Pembatasan lain yang kerap luput dari perhatian publik adalah penerapan mekanisme delik aduan. Pasal-pasal penghinaan tertentu tidak dapat diproses secara otomatis oleh aparat penegak hukum. Proses hukum hanya dapat berjalan apabila terdapat pengaduan dari pihak yang secara sah memiliki hak untuk mengadu. Mekanisme ini dirancang sebagai pengaman agar aparat tidak memiliki ruang untuk bertindak sepihak terhadap ekspresi atau pendapat publik tanpa dasar hukum yang jelas.

Dari sisi konstruksi hukum, KUHP baru juga berupaya memperjelas rumusan norma untuk menghindari tafsir yang terlalu luas.
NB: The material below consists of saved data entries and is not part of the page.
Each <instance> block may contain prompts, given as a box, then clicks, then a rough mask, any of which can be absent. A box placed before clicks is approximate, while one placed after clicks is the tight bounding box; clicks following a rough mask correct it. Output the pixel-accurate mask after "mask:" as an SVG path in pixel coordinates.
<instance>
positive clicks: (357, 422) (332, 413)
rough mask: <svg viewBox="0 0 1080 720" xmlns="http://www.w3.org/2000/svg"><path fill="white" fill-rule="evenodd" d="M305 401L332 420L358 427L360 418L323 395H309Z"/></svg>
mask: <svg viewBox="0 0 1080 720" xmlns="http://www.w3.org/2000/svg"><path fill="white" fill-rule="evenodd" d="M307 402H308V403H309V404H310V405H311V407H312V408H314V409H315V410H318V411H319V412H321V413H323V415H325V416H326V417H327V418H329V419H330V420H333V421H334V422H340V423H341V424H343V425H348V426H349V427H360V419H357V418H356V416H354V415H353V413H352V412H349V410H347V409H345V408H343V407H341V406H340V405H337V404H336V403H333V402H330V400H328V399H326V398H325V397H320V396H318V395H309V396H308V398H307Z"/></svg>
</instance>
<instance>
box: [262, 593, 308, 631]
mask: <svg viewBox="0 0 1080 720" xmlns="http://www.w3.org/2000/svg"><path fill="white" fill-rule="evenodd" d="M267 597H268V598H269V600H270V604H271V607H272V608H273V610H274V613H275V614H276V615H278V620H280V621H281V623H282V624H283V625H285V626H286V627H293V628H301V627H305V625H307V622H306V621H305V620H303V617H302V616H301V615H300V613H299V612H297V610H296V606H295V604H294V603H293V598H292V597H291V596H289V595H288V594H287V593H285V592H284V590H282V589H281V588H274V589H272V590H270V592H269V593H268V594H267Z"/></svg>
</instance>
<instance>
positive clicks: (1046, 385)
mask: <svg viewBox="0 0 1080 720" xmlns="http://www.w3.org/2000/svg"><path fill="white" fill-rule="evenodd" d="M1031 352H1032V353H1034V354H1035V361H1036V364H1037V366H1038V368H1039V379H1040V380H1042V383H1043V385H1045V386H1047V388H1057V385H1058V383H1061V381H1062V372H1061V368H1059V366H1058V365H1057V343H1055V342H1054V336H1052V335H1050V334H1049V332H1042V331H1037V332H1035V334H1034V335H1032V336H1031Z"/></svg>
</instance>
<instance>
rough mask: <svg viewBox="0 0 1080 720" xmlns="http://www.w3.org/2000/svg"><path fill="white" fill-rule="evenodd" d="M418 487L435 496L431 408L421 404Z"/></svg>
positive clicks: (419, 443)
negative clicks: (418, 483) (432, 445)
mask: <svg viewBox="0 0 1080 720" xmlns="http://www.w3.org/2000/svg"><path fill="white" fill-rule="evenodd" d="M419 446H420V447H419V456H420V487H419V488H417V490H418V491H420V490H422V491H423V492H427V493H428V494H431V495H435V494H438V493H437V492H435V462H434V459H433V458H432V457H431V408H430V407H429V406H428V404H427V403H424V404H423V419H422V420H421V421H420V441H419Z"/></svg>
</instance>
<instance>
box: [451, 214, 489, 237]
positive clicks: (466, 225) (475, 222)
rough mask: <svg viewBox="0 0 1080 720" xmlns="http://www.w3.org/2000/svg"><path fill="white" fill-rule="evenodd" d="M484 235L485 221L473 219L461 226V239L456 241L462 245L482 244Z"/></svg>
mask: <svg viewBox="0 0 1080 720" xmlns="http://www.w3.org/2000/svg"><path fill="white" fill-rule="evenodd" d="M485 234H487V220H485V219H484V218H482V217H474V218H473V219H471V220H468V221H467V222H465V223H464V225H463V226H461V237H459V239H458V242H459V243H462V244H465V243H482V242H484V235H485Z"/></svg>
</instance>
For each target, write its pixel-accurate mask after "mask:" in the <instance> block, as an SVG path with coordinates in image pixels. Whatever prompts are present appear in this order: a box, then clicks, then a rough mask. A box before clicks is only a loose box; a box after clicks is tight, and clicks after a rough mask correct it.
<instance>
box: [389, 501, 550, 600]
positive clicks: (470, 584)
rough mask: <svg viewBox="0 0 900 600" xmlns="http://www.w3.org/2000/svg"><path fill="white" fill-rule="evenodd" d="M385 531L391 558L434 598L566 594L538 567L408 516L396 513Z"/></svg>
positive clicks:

Penempatan pasal, unsur perbuatan, serta batasan subjek hukum diatur secara lebih spesifik dibandingkan ketentuan sebelumnya. Upaya ini dimaksudkan untuk mengurangi potensi pasal multitafsir yang selama ini menjadi salah satu sumber kritik terhadap hukum pidana.

Sementara itu, kekhawatiran terhadap KUHAP baru umumnya diarahkan pada potensi penyalahgunaan kewenangan aparat, khususnya dalam tindakan upaya paksa seperti penangkapan, penahanan, dan penyidikan. Namun, arah pembaruan KUHAP justru menekankan penguatan prosedur hukum acara agar lebih objektif dan akuntabel. Revisi KUHAP didesain untuk memperjelas syarat, mekanisme, dan pengawasan, sehingga kewenangan aparat tidak bergantung pada penilaian subjektif semata.
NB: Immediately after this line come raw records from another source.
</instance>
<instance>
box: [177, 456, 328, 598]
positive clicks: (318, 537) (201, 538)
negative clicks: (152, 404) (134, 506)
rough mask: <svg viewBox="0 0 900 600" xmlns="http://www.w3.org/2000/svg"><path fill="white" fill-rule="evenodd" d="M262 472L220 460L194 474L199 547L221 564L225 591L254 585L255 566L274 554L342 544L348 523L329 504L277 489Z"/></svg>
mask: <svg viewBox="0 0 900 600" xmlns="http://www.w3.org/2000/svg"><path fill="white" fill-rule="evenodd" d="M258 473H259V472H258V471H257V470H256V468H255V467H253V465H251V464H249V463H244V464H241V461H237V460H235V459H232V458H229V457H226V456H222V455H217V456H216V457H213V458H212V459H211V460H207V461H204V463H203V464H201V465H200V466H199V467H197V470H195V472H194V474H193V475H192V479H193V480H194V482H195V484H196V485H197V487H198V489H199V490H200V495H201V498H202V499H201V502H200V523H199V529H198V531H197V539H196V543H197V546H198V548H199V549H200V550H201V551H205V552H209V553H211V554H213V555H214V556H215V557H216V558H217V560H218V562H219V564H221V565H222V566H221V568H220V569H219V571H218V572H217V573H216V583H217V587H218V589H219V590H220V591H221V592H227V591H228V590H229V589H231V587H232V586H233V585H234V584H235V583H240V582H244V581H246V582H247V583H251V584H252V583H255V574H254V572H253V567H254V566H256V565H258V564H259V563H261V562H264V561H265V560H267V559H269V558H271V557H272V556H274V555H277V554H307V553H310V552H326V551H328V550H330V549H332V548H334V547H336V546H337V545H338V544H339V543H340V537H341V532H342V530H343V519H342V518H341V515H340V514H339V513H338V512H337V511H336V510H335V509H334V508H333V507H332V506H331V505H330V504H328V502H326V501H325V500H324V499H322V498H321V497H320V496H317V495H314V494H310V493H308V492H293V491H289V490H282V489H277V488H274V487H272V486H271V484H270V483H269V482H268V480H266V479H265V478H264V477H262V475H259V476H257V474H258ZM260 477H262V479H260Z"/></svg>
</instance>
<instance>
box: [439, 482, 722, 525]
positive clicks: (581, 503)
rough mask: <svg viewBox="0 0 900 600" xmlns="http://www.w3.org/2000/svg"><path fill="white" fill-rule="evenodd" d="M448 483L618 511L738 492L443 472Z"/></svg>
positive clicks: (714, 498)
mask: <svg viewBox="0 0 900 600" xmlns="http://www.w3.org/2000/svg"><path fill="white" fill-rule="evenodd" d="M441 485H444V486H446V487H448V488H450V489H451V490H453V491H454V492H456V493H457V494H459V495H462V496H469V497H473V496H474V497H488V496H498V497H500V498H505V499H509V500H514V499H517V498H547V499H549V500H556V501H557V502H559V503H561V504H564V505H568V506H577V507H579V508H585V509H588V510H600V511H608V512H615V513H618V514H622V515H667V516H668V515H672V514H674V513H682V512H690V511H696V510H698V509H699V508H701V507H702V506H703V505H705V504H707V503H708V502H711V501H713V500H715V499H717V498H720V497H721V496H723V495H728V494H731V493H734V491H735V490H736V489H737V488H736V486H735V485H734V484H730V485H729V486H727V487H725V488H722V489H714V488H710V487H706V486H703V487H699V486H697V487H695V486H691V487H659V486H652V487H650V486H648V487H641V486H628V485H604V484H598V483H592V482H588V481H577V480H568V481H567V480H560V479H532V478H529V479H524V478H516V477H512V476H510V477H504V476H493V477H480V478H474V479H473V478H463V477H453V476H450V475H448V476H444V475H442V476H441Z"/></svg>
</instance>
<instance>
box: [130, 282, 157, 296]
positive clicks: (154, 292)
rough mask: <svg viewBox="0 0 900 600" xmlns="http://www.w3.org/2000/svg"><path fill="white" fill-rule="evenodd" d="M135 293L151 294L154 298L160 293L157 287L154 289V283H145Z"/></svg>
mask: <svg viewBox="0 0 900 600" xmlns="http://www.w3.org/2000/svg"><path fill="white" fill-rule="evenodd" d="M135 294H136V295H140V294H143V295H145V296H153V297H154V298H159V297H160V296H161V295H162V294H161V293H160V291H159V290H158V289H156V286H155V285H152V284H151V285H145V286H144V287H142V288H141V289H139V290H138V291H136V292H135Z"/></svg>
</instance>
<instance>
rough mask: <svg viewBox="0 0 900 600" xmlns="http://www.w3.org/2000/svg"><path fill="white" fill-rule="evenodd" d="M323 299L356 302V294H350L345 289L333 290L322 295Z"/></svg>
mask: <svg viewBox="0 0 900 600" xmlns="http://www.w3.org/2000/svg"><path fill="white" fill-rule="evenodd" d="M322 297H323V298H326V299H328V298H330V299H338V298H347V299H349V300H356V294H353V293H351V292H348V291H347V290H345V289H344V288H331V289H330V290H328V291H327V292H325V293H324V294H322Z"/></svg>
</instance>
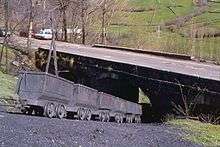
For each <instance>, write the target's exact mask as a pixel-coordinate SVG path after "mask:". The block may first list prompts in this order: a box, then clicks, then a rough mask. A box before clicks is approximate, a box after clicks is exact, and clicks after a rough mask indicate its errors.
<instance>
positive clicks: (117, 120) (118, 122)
mask: <svg viewBox="0 0 220 147" xmlns="http://www.w3.org/2000/svg"><path fill="white" fill-rule="evenodd" d="M115 121H116V122H117V123H120V115H119V114H116V115H115Z"/></svg>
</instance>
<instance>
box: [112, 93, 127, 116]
mask: <svg viewBox="0 0 220 147" xmlns="http://www.w3.org/2000/svg"><path fill="white" fill-rule="evenodd" d="M126 109H127V101H126V100H123V99H121V98H118V97H115V99H114V109H113V111H115V112H121V113H126Z"/></svg>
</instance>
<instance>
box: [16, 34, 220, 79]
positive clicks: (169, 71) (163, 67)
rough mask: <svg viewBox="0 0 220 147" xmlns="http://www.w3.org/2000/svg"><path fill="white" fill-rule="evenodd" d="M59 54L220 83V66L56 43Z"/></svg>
mask: <svg viewBox="0 0 220 147" xmlns="http://www.w3.org/2000/svg"><path fill="white" fill-rule="evenodd" d="M14 40H17V41H15V42H16V43H17V44H25V39H24V38H20V37H19V38H16V39H14ZM49 44H50V41H46V40H36V39H33V40H32V46H33V47H34V48H35V49H37V48H45V49H49ZM56 48H57V51H58V52H63V53H68V54H73V55H79V56H84V57H91V58H96V59H102V60H107V61H113V62H119V63H125V64H132V65H137V66H142V67H147V68H152V69H157V70H163V71H167V72H174V73H180V74H185V75H190V76H195V77H198V78H204V79H212V80H216V81H220V66H217V65H213V64H207V63H198V62H195V61H187V60H178V59H170V58H165V57H161V56H154V55H147V54H140V53H134V52H127V51H120V50H111V49H105V48H94V47H90V46H83V45H77V44H70V43H64V42H56Z"/></svg>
Penting untuk dipahami bahwa pembaruan KUHP dan KUHAP merupakan bagian dari kerangka reformasi hukum pidana yang lebih luas. Dalam kerangka tersebut, prinsip pengawasan dan akuntabilitas tetap menjadi fondasi utama. Aparat penegak hukum tetap berada dalam sistem kontrol, baik melalui mekanisme internal, pengawasan yudisial, maupun kontrol publik. Dengan demikian, kekhawatiran bahwa hukum pidana baru otomatis memperluas kekuasaan aparat tanpa batas tidak sepenuhnya sejalan dengan desain regulasi yang ada.

Kritik terhadap undang-undang merupakan bagian dari demokrasi dan tidak dapat dipisahkan dari kehidupan bernegara. Namun, kritik yang konstruktif seharusnya didasarkan pada pemahaman yang utuh terhadap norma hukum dan mekanisme pengaman yang menyertainya. Menyederhanakan isu KUHP dan KUHAP seolah-olah semata-mata bertujuan membungkam kebebasan berekspresi justru berisiko menyesatkan publik.

Pada akhirnya, tantangan utama bukan terletak pada keberadaan pasal-pasal tersebut, melainkan pada bagaimana implementasi dan pengawasannya dijalankan secara konsisten dan adil. Di sinilah peran publik menjadi penting, bukan untuk membangun ketakutan, tetapi untuk memastikan hukum ditegakkan sesuai tujuan keadilan dan kepastian hukum, tanpa ruang bagi provokasi yang menyesatkan.